Another beneficiary of SoftBank’s work in Washington: Plenty Unlimited Inc., an indoor farming company that raised its profile considerably in 2017 when the Vision Fund led its $200 million funding round. At the time, it was an extraordinarily large investment for an agricultural technology startup, but a relatively modest sum for the fund.

Last year, “we arranged for Sonny Perdue to come out and see Plenty first-hand,” Ojakli said about the secretary of agriculture. SoftBank lists the Agriculture Department as a target agency on its lobbying disclosure forms, and Ojakli said he was pleased when in January this year, after intense efforts by industry groups, the department won $5 million in congressional funding to set up a new office for Urban Agriculture and Innovative Production. The office’s mission includes promoting urban and indoor agriculture, which could help Plenty. Plenty declined to comment.

SoftBank is also hoping for wins in a few other areas. Like space, for example. SoftBank put in the lion’s share of the $3.4 billion raised by OneWeb, a British satellite maker, and has listed “commercial space issues” as a topic of interest on each of its three lobbying disclosure forms for last year.

OneWeb could benefit if the FCC signs off on a plan to allow it to provide U.S. internet access from more satellites. However, Ojakli said his team has advised OneWeb from a broad strategic perspective rather than work on any single issue. “We are grateful to SoftBank for providing guidance and support as we look to share the OneWeb story across the government,” said a spokeswoman for the startup.

SoftBank also lobbied last year on financial technology, an area where it holds investments including Lemonade and Kabbage; life sciences, where its bets include Zymergen Inc.; workplace technology, where it has backed Automation Anywhere Inc.; and artificial intelligence, an industry that undergirds Son’s investing thesis, and where it has funded companies including Mapbox Inc. and SoftBank Robotics Group.

Not all of SoftBank’s efforts go the way it hoped. Take its work on renewable-energy tax credits, which it says would benefit portfolio company View Inc., in which the Vision Fund has invested $1.1 billion. The startup makes glass walls that automatically darken and lighten to keep sunlight in or out as required, saving on heating and cooling bills. Congress didn't include tax credits for dynamic glass in its December spending legislation.

“It was a bummer we didn’t get it across the finish line,” said Ojakli. “We ran out of time more than anything.” View has also worked with Washington lobbyist Cassidy & Associates over the last five years. View declined to comment.

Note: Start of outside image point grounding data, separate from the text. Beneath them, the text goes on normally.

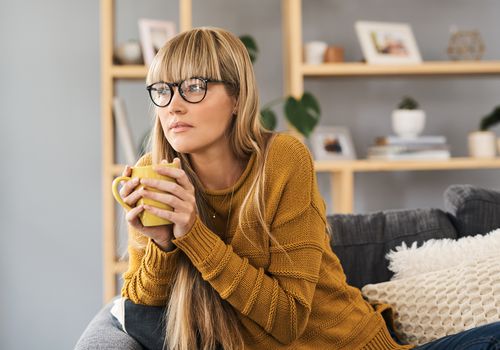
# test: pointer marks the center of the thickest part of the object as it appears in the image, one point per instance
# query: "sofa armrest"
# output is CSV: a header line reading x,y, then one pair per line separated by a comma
x,y
361,241
475,210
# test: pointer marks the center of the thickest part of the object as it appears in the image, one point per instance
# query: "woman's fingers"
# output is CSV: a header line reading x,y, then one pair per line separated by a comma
x,y
176,173
132,217
165,198
128,187
127,171
170,187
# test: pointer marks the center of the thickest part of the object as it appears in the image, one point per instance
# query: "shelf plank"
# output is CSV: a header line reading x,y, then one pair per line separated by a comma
x,y
366,165
426,68
129,71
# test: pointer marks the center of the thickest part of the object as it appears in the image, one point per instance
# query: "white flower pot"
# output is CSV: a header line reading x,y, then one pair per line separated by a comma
x,y
408,123
482,144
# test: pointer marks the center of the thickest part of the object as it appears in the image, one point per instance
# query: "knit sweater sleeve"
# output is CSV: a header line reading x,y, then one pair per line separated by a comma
x,y
278,298
150,269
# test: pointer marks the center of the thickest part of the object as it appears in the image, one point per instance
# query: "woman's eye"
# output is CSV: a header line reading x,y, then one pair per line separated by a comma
x,y
195,88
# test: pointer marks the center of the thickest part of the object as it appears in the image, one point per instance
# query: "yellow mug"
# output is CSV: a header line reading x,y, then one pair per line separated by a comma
x,y
145,172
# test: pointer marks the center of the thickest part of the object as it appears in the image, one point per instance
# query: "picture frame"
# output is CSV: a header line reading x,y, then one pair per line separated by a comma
x,y
154,34
387,43
332,143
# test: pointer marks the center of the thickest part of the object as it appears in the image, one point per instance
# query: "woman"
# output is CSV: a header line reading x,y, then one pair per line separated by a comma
x,y
247,261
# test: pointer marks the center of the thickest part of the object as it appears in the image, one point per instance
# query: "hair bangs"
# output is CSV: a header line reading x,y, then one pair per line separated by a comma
x,y
190,54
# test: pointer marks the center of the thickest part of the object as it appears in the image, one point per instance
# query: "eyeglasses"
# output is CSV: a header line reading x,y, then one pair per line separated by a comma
x,y
192,90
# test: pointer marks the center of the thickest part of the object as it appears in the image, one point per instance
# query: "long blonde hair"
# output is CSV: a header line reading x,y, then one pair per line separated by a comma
x,y
196,316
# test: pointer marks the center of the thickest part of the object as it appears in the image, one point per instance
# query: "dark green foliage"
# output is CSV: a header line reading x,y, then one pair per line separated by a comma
x,y
491,119
251,46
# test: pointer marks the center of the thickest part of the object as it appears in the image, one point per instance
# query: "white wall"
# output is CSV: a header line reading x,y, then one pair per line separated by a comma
x,y
50,203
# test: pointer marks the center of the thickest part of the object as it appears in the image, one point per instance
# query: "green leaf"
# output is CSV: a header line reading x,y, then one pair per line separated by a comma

Besides its varied startup investments, Ojakli and his team also advocate on behalf of SoftBank itself, which as a Japanese company is subject to additional rules and restrictions on its U.S. activities. Ojakli’s staff must contend with the Committee on Foreign Investment in the U.S., an interagency body with authority to review foreign investments in American companies. CFIUS isn’t listed on official forms as an agency that lobbyists can try to influence, unlike its component agencies such as the Treasury Department. The group is tasked with making sure foreign acquisitions of American businesses don’t hurt national security, and has final say over many SoftBank deals, including its bailout package of WeWork parent We Co. last year.

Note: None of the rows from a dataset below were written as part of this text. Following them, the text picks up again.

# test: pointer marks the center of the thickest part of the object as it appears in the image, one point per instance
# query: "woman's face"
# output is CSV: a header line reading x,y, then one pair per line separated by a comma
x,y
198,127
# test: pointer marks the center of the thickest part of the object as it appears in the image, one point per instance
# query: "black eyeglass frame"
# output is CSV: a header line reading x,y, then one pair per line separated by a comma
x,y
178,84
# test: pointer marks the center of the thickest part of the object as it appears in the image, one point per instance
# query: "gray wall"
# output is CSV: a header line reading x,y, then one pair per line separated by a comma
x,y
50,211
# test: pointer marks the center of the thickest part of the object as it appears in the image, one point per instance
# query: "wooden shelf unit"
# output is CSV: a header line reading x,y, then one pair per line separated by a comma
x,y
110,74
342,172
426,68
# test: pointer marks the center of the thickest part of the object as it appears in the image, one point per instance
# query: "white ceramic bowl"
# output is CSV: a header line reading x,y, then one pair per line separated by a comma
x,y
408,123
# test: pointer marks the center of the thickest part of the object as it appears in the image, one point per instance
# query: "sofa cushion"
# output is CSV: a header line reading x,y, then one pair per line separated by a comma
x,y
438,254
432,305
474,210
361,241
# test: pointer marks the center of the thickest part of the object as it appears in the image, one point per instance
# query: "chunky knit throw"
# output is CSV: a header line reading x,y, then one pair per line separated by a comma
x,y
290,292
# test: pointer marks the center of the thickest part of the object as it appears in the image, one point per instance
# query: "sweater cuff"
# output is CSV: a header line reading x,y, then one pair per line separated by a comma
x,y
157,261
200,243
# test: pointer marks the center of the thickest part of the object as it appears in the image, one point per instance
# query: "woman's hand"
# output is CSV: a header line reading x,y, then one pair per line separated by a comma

“We’re the most frequent customer of CFIUS by far,” quips Ojakli, whose team works alongside SoftBank’s legal team on fielding CFIUS inquiries and meeting with its staff. “We’re coming at it from the perspective of being a U.S. ally that wants to invest in some of the most innovative companies in the U.S.”

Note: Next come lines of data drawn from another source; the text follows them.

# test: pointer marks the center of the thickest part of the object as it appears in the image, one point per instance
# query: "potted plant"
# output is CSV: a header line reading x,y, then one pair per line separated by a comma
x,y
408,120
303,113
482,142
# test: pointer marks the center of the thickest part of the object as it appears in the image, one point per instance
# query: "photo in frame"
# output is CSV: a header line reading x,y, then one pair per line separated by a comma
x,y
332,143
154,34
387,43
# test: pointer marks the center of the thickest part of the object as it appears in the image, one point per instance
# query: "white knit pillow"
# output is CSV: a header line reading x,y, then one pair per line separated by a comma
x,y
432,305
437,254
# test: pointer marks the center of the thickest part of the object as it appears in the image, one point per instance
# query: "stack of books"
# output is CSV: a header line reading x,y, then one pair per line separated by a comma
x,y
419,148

CFIUS has become more powerful since Donald Trump was elected president in 2016, but that’s a person Son has done a little lobbying with on his own. A month before Trump’s inauguration, Son met with him at Trump Tower in New York, and announced SoftBank would invest $50 billion in U.S. businesses over an undisclosed time frame. “We’re well on our way to meeting that commitment,” Ojakli said.